As the platform progresses, leadership should be stoking momentum by identifying and communicating early signals of success. In fact, Murray identifies storytelling as one of the primary platform skills behind any transformation – and given the scope and impact, platform building is always a transformational endeavor.
“Leaders at various levels of the organization need to be able to identify the signals that show you’re going in the right direction and tell those stories on an ongoing basis,” he says. “If you’re doing a good job of prioritizing things that will move business-valuable metrics, then you’ve got a story to tell.”
Metrics, much like the platform itself, should be cross-functional and include qualitative and quantitative factors linked to overall platform goals, and the individual capabilities the platform ‘blocks’ are enhancing – since it is these capabilities that measurement efforts should concentrate on, rather than the platform as a whole. Typical examples according to Santhanam include the platform’s impact on independent deployments, or mean times to identify the root cause of production issues.
Infrastructure-centric metrics like these are easy to gauge, but the ultimate measure of success for any platform as a product is to what extent it’s being adopted. “As a product you want the platform to have a net promoter score,” Dehghani notes. “What percentage of developers would recommend your platform to the rest of the organization?”
Naturally, the results of these metrics should inform ongoing platform development - but Santhanam points out stakeholders should also accept that what is measured may not remain static. “The technology landscape is moving fast, so what you define as a metric today may change tomorrow. It may be a good signpost, but it’s going to move, and you need to keep up.”
No platform is future-proof
The constant reshaping of the technology landscape means today’s cutting-edge product capabilities “are likely to be standard issue in a year’s time,” as Santhanam says – and platforms are no exception. That means however skillfully a platform is assembled and managed initially, it will need to evolve.

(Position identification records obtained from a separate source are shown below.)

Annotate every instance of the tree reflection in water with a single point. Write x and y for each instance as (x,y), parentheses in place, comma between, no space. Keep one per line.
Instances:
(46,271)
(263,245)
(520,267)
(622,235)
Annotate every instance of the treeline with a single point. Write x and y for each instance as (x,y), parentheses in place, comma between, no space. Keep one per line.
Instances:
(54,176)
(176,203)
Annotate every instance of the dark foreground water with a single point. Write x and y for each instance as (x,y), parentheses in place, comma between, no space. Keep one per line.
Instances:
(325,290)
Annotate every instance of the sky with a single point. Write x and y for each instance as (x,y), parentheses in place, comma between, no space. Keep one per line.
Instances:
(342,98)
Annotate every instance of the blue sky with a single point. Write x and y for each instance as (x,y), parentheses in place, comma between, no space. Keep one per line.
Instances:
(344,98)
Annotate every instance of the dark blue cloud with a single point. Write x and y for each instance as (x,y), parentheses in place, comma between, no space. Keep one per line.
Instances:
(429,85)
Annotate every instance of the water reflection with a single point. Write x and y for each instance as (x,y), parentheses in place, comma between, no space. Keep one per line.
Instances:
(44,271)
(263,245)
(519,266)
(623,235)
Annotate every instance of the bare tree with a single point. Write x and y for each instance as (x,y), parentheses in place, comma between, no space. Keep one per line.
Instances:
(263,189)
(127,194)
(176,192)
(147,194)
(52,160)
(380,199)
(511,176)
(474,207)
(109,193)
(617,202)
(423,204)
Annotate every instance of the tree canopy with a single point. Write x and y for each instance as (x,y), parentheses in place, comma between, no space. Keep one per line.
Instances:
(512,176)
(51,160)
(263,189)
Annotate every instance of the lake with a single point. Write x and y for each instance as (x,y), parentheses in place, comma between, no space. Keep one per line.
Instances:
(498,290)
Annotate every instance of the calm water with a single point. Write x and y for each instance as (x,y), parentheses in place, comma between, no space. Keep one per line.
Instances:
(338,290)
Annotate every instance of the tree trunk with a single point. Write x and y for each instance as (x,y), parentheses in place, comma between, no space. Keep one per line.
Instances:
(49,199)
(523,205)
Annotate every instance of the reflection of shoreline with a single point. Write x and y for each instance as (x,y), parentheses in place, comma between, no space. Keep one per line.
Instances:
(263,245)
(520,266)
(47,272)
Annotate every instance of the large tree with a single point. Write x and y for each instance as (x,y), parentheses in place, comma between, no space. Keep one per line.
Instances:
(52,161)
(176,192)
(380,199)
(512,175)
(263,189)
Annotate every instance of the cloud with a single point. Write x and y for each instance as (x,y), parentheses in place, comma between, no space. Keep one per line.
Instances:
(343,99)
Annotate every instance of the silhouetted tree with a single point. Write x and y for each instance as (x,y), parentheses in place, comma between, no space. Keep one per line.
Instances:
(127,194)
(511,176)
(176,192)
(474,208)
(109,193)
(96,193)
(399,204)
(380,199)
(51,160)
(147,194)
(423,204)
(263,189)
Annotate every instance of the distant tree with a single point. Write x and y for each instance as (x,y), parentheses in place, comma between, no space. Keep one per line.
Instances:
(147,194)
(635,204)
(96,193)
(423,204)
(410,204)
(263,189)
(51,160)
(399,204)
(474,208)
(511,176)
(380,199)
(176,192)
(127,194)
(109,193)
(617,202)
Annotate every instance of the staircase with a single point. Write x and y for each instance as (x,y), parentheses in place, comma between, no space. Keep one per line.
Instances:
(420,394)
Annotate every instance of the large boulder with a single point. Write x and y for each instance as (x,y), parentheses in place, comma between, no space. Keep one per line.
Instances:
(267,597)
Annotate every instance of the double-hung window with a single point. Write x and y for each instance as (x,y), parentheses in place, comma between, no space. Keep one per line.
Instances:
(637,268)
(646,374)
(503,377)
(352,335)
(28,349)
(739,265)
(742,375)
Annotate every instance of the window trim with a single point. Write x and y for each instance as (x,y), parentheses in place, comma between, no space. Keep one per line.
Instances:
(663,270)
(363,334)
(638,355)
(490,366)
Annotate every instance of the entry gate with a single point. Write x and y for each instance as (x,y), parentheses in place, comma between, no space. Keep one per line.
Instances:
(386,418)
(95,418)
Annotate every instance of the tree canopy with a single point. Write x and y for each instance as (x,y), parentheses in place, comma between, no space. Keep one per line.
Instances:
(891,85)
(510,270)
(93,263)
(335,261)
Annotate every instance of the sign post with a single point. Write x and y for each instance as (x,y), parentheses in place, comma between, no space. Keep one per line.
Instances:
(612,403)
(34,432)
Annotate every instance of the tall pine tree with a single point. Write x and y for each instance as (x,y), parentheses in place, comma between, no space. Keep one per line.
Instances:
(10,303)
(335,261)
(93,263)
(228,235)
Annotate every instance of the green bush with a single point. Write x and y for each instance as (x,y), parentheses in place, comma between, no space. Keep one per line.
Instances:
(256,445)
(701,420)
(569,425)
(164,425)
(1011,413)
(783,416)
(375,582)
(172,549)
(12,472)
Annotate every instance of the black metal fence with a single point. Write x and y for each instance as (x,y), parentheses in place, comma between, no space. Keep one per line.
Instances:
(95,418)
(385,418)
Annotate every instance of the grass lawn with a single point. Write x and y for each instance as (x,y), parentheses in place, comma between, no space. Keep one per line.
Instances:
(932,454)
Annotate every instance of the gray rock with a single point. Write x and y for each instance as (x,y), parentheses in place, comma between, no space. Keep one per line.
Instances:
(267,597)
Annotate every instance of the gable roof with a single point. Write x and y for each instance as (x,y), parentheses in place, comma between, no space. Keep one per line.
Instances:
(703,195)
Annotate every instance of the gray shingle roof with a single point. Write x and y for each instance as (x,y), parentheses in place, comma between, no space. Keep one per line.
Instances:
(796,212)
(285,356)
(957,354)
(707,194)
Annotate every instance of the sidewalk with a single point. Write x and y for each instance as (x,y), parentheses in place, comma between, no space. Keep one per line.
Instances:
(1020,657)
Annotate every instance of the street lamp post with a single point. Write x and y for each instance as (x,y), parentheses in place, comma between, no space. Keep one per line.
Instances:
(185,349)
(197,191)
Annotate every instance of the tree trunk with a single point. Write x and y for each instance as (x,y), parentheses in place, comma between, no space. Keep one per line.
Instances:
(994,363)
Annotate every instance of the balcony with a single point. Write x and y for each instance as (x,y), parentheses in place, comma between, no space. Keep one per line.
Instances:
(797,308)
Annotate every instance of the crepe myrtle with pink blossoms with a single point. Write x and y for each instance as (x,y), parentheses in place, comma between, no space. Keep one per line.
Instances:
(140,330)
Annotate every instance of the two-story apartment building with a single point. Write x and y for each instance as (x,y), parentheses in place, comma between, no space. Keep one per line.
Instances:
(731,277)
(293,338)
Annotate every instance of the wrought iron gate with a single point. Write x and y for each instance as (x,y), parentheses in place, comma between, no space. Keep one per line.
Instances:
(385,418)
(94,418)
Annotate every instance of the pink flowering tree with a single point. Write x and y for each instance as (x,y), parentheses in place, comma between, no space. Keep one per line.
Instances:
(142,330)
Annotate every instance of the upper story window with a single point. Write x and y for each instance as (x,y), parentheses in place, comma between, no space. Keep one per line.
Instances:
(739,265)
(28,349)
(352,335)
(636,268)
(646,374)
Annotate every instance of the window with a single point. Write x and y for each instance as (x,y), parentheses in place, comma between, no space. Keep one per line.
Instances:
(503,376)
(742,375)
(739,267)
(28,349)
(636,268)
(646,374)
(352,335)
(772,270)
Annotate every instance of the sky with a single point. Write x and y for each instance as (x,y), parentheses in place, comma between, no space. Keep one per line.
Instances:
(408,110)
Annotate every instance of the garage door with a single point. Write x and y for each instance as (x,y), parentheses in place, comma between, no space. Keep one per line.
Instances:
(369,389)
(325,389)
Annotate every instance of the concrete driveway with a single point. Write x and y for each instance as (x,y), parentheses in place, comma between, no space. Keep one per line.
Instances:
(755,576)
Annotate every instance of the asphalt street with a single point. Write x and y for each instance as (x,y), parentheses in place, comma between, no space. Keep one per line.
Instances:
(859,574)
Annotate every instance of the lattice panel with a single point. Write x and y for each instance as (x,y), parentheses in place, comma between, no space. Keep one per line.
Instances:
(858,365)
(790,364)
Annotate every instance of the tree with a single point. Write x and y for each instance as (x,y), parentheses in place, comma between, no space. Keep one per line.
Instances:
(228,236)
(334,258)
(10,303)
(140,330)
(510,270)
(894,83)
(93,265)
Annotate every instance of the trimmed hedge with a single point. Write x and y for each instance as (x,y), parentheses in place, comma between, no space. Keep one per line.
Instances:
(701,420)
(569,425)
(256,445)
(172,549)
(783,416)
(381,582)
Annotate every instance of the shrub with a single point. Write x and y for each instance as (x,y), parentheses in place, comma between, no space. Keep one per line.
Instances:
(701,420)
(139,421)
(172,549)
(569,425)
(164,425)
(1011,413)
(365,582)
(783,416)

The continued vitality of a platform depends to a large extent on applying the same concepts that govern product development. “Like any product, a platform needs to be nurtured and cared for,” Santhanam says. “The build-measure-learn feedback loop, and a focus on continuous improvement needs to be applied to each capability”
“Evolution and scaling are critical,” says Dehghani. “Longstanding teams that are responsible for different functions within the platform should have a roadmap, as you would for any product. If you have that vision and also consult your customers within the organization on what they need, as with any product you’ll be continuously evolving accordingly. And that sometimes means you make a leap to the next generation and retire the previous one.”
Rapid delivery of value
Yet even as it changes, Murray points out the platform should be consistently oriented toward the Northstar of internal effectiveness.
“It’s important to keep focused on both the business benefits and foundational aspects, so you can tell both stories,” he says. While celebrating gains like faster delivery times, “you need to be putting the work in on the foundation to make sure that you continue to accelerate. Creating one big bang and then nothing afterwards obviously won’t keep up the funding and enthusiasm for the platform longer-term.”
As in other aspects of platform strategy, this means there’s a lot to juggle at once. But then, platforms are all about building (or assembling) smaller blocks to drive much larger, transformational results. “Our customers will sometimes say, ‘There are so many things to look at. We can’t boil the ocean. How do you do it?’” Murray says. “Well, the way you boil the ocean is one saucepan at a time.”